NYCLU Slams New York City for 'Over-Policing' of Schools

by Megan Tady

Return to Drug War News: Don't Miss Archive

Civil libertarians say that security measures and the presence of police officers in New York City schools have created "hostile and dysfunctional environments" for students and teachers.

Calling the city's school-policing program "aggressive," the American Civil Liberties Union and the New York Civil Liberties Union said in a report released yesterday that metal detectors, searches and the overwhelming presence of police officers make "schools feel more like juvenile-detention facilities," and "undermine [their] educational missions."

The ACLU found that black and Latino students were disproportionately subject to metal-detector searches. The group said that 82 percent of students attending high schools with permanent metal detectors during the 2004-2005 school year were black and Latino.

The group also says that the New York Police Department's (NYPD) authority over school safety has disempowered teachers and school administrators. The NYPD was given control over school safety in 1998, meaning school administrators do not have direct supervisory authority over police personnel.

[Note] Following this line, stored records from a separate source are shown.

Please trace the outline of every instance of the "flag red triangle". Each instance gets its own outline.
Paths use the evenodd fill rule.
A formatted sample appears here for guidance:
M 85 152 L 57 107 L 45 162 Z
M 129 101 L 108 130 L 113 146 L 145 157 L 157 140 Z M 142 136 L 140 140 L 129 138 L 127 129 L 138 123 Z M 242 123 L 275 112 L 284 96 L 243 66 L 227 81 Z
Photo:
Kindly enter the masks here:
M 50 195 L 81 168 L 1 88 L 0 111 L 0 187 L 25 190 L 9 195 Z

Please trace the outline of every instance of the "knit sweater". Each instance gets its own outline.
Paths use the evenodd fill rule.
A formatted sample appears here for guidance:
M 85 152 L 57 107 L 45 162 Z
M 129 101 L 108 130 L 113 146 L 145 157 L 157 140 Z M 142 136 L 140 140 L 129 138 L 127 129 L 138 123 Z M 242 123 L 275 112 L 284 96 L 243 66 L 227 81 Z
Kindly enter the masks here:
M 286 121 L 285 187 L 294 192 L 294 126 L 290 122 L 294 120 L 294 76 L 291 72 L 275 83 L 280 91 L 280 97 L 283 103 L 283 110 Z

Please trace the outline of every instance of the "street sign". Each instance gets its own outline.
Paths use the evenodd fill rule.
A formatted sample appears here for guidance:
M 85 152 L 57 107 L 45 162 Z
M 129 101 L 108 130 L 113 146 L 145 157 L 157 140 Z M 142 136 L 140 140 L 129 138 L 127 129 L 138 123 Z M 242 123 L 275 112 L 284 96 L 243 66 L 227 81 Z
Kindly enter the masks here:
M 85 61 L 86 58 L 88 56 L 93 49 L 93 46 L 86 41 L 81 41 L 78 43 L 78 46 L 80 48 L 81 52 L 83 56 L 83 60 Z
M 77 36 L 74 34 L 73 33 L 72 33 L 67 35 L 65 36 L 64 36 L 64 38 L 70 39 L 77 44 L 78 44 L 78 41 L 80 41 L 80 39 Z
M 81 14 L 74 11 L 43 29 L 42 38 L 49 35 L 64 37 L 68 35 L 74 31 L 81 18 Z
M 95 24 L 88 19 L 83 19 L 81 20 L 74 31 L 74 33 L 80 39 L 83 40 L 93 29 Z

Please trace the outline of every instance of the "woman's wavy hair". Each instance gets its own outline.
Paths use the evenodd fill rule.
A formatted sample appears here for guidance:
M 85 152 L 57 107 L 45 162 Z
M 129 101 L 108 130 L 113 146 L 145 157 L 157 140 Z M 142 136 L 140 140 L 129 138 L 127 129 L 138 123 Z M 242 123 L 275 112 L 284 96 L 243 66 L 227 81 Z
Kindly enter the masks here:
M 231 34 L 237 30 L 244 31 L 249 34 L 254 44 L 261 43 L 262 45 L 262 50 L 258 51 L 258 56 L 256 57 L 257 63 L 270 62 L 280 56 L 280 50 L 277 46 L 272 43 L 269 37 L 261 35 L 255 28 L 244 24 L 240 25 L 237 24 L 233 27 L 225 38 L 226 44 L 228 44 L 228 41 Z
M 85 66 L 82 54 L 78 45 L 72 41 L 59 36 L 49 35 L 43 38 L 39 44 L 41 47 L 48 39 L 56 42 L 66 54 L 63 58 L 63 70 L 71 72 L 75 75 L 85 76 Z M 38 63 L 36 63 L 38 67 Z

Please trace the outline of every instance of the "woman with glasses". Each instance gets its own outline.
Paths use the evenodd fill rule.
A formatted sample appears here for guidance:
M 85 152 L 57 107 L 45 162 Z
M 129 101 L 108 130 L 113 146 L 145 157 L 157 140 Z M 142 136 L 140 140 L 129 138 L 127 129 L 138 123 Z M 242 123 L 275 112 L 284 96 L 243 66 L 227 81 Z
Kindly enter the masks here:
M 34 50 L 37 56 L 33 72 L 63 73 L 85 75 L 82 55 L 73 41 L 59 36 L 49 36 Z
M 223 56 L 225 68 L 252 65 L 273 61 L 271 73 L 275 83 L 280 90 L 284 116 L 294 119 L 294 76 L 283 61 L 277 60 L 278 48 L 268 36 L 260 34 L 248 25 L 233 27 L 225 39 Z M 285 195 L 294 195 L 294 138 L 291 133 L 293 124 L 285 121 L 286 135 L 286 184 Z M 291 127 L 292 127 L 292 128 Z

As of 2006, 82 schools have the capacity to scan their students for weapons, according to the New York City Department of Education. The ACLU estimated that 93,000 students in the city pass through metal detectors to get to their classes. There are 4,625 police personnel, called "school safety agents," employed with the NYPD's School Safety Division. Their jobs include patrolling schools, operation of scanning equipment, intervening in altercations and making arrests.

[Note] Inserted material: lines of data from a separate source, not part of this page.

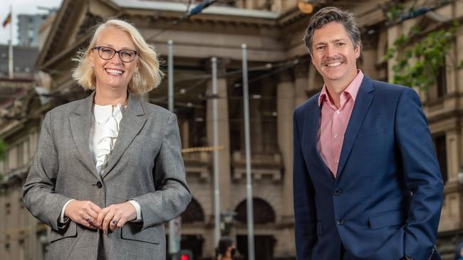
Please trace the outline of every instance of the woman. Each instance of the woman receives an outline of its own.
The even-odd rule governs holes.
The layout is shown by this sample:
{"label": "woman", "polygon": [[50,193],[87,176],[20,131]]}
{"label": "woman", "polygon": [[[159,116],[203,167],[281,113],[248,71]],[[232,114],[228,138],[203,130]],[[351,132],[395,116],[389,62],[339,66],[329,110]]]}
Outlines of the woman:
{"label": "woman", "polygon": [[51,227],[48,259],[163,259],[162,223],[190,201],[175,114],[133,94],[157,87],[156,53],[130,23],[100,25],[73,77],[90,97],[48,112],[24,186]]}
{"label": "woman", "polygon": [[233,240],[227,237],[222,237],[219,240],[217,259],[233,260],[232,257],[234,255],[235,251],[236,249]]}

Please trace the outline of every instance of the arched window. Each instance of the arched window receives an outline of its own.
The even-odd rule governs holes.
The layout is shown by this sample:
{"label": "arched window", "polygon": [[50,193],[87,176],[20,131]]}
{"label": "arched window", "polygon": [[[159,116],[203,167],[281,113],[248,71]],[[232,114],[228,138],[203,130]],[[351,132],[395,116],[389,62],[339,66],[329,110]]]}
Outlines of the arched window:
{"label": "arched window", "polygon": [[182,223],[204,222],[204,211],[199,202],[194,198],[192,198],[185,211],[182,214]]}
{"label": "arched window", "polygon": [[[252,199],[253,210],[254,212],[254,224],[266,224],[275,222],[275,211],[265,200],[254,197]],[[247,223],[247,207],[246,200],[241,201],[235,209],[236,215],[235,220]]]}

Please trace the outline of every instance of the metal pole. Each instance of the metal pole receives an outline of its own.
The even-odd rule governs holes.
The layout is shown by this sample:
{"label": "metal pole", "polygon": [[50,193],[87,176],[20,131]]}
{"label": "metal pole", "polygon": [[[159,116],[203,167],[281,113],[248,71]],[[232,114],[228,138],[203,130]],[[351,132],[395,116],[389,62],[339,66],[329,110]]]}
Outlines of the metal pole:
{"label": "metal pole", "polygon": [[[167,40],[167,78],[168,78],[168,94],[169,111],[174,112],[174,58],[173,58],[173,42]],[[172,260],[177,259],[177,253],[180,249],[180,245],[177,242],[175,235],[175,220],[169,222],[169,253],[172,255]],[[177,248],[179,247],[179,248]]]}
{"label": "metal pole", "polygon": [[8,75],[13,79],[13,7],[10,5],[10,40],[8,50]]}
{"label": "metal pole", "polygon": [[252,178],[251,177],[251,146],[249,144],[249,98],[248,93],[248,60],[246,44],[243,50],[243,104],[244,107],[244,142],[246,146],[246,192],[248,212],[248,259],[254,260],[254,216],[252,207]]}
{"label": "metal pole", "polygon": [[212,120],[214,121],[214,197],[215,210],[215,245],[220,240],[220,188],[219,177],[219,125],[217,121],[217,58],[211,58],[212,65]]}
{"label": "metal pole", "polygon": [[174,112],[174,42],[172,40],[167,40],[168,45],[168,57],[167,57],[167,73],[169,74],[169,93],[167,94],[169,98],[169,111]]}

Students at middle schools and high schools throughout the city are also subject to random searches through a "mobile scanning program," in which the NYPD catches students off guard with temporary scanning equipment.

The ACLU surveyed 1,000 students at high schools with permanent metal detectors. The group also interviewed teachers, government officials and school safety agents to compile their report to document the "excesses" of the policing program.

Survey participants said students were often subject to derogatory and discriminatory comments from police; intrusive searches; unauthorized confiscation of personal items; inappropriate sexual attention; and arrest for minor non-criminal violations of school rules.

The report cited several student accounts of police interaction, including one of a fifteen-year-old pupil at Samuel J. Tilden High School who was detained for "roaming the halls." According to the ACLU, a police officer grabbed her on the arm, then another officer searched her, and she was taken to a police precinct.

"Sometimes the classroom feels like a jail cell," the ACLU quoted Jane Min, a student at Flushing High School in Queens, as saying. "We have many people in this jail cell of ours and security officers going around in the hallway to reprimand us."

The NYPD did not respond to The NewStandard regarding the ACLU's report.

Students in New York are not alone in contending with the growing police presence in their schools. As previously reported by TNS in July, students and parents across the country have begun speaking up against the presence of cops at schools, and the harsh disciplinary methods they employ. Critics are also warning about a school-to-prison pipeline.

"More and more children of color are being treated as delinquents and shunted out of the school system and into the criminal justice system," said Dennis Parker, director of the ACLU racial justice program, in a press release. "The over-policing of New York City schools is just one example of this phenomenon."

The ACLU offered several recommendations to help reform the over-policing of schools. These include returning control of school safety to educators, properly training police personnel for school environments and reducing the use of metal detectors.The ACLU did not advocate for abolishing police officers in schools altogether or other radical solutions at the institutional level.